Monitoring wildlife in the field today relies heavily on battery-powered devices, like GPS collars or acoustic recorders. However, such devices are often deployed in remote environments, where battery replacement and data retrieval can be labour-intensive and time-consuming. Moving away from battery-powered field devices could radically reduce the environmental footprint and labour cost of wildlife monitoring. The rise of batteryless energy-harvesting platforms could enable ultra-low-power, long-term, maintenance-free deployments. However, existing battery-less devices are severely constrained, often unable to perform meaningful on-device computation such as ML inference or high-frequency audio capture.
This project explores the development of next-generation, battery-less wildlife monitoring platforms using Riotee, an open-source platform purpose-built for intermittent computing. Riotee integrates energy harvesting with a powerful Cortex-M4 MCU and full SDK for managing state-saving, redundancy, and graceful resume from power failures.

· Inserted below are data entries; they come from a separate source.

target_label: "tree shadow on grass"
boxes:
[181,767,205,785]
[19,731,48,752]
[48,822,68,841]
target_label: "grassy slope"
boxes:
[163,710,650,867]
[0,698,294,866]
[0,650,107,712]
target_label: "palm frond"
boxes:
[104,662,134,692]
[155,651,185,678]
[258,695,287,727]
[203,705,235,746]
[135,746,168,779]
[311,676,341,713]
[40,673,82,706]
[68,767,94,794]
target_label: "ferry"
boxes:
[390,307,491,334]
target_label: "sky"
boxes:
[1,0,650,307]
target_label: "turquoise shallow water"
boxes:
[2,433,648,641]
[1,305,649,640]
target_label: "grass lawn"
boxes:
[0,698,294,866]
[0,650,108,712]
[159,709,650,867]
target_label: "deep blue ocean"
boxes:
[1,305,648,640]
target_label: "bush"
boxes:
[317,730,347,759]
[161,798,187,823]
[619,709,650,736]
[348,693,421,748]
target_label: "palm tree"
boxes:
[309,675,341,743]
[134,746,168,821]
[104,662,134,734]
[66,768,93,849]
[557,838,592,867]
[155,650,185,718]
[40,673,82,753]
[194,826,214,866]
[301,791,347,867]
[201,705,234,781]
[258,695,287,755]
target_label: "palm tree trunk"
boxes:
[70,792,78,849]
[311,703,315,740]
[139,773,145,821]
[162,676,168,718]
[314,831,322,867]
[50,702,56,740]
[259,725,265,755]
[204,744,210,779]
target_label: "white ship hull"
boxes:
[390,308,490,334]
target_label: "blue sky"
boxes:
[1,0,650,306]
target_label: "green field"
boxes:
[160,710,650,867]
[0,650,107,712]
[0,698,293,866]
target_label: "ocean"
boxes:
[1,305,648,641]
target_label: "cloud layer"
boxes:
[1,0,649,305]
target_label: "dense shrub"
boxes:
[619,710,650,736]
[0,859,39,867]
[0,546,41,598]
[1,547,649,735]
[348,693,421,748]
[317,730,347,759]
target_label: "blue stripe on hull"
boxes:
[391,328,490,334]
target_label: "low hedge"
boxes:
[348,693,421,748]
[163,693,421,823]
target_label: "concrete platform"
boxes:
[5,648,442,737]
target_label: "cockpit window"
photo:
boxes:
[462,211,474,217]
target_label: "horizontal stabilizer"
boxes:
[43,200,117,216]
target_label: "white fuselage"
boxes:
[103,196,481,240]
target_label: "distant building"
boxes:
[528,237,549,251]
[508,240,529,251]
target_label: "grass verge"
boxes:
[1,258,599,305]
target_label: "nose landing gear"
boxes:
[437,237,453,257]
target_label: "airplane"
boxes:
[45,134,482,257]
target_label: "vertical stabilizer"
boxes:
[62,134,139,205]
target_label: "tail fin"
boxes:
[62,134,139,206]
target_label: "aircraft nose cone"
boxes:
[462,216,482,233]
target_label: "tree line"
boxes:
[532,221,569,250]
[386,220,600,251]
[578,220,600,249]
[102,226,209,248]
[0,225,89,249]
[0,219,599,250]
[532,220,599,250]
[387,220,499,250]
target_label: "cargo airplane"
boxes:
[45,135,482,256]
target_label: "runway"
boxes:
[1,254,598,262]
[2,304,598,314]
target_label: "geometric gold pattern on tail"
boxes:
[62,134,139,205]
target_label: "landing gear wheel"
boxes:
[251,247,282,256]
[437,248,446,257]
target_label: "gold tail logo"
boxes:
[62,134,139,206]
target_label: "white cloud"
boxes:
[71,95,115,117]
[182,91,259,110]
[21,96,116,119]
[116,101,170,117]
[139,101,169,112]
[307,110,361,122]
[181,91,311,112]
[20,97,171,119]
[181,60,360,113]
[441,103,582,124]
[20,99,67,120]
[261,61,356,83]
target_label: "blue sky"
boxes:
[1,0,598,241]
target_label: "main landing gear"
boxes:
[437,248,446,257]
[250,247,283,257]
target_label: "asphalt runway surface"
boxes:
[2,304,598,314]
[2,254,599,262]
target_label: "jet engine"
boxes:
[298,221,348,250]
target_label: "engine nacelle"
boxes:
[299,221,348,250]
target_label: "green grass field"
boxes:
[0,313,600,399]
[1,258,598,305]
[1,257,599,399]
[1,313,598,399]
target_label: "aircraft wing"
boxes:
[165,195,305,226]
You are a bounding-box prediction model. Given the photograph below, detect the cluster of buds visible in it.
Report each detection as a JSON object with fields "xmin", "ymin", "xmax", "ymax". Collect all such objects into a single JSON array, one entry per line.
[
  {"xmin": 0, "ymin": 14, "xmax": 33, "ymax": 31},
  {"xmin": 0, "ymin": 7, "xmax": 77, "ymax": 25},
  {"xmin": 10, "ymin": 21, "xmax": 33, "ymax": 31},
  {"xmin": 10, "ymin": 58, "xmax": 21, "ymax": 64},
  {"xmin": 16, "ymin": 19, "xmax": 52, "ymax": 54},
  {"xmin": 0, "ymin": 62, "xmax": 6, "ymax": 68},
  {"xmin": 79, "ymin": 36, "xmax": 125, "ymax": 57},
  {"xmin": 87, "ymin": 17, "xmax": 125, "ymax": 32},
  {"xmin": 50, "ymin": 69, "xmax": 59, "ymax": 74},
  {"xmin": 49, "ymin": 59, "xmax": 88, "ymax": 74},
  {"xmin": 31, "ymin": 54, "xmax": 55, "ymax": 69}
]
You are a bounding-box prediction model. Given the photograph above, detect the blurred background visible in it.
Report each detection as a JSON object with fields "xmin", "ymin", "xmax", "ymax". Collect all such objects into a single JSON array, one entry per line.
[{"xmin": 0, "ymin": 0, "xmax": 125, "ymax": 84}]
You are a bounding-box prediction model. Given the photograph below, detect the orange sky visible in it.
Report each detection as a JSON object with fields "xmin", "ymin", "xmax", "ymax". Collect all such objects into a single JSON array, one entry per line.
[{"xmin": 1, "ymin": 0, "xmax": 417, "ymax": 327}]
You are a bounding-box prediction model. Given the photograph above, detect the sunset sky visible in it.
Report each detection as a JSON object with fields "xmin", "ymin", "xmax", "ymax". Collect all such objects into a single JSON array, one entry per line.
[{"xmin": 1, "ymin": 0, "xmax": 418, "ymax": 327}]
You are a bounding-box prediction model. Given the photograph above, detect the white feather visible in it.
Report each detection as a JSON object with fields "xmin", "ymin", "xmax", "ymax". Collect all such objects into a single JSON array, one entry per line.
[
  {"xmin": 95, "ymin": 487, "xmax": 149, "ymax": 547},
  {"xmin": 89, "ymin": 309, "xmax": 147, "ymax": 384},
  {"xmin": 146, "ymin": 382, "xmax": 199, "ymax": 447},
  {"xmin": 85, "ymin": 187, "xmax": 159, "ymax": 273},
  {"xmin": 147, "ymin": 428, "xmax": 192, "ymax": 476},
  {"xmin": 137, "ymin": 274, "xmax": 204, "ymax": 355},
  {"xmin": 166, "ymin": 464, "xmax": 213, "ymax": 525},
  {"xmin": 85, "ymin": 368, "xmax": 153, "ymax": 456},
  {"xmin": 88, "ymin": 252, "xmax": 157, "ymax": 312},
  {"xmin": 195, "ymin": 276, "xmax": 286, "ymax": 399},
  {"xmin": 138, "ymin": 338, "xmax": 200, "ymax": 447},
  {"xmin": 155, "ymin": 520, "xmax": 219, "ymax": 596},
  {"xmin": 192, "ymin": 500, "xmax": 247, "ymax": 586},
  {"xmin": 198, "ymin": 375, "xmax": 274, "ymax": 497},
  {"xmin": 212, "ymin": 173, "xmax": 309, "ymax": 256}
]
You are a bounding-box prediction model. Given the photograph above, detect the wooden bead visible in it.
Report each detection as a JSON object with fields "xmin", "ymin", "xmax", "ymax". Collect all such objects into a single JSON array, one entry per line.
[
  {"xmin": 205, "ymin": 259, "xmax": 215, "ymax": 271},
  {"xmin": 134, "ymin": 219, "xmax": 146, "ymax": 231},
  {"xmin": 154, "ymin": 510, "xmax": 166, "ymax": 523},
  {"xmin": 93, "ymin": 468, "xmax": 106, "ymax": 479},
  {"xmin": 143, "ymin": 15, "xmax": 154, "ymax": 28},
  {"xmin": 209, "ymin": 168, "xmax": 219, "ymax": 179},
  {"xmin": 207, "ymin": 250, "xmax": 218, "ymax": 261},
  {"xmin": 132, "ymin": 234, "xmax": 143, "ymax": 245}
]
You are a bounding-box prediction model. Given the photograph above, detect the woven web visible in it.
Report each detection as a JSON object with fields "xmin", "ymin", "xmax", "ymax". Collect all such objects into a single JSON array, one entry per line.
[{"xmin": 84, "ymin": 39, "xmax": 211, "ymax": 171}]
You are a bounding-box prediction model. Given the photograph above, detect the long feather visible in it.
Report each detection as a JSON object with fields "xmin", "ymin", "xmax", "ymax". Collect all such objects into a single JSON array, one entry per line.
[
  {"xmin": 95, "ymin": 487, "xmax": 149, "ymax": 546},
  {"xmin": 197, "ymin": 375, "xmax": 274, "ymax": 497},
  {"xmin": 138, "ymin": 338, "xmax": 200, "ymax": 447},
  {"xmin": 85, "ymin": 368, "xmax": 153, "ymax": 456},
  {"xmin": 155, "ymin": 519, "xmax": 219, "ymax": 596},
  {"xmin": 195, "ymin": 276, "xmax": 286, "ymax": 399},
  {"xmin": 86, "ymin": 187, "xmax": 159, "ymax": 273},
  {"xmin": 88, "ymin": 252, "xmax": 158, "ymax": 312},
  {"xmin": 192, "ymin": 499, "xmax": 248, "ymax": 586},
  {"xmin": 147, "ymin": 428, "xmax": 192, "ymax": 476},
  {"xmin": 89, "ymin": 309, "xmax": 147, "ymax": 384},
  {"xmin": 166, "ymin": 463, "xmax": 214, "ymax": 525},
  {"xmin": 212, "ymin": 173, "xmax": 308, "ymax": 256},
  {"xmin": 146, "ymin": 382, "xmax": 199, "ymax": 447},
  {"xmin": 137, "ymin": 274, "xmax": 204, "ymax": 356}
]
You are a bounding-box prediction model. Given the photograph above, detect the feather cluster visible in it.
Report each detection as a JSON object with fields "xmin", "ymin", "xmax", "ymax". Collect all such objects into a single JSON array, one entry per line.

The project could involve work on one or more of the following areas:
- SDK tooling: developing a user-friendly C/Rust SDK that integrates audio recording, ML-based data processing, scheduling, and wireless communication into a unified and easily configurable framework for non-technical users in conservation and ecology.
- GPS tracking: building a hardware/software solution using Riotee for wildlife tracking, harvesting energy from both motion and solar.
- Acoustic monitoring: exploring the feasibility of bioacoustic monitoring on Riotee, quantifying the trade-off between scalability/lifetime and ecological data yield.
- On-device ML: adapting or training lightweight ML models to fit within Rioteeās memory and energy budgets, and intermittent compute runtime.
This project would suit a student interested in low-power hardware and/or applied ML. Prior experience with C and embedded programming would be helpful, but the desire to get your hands dirty with low-level debugging is essential!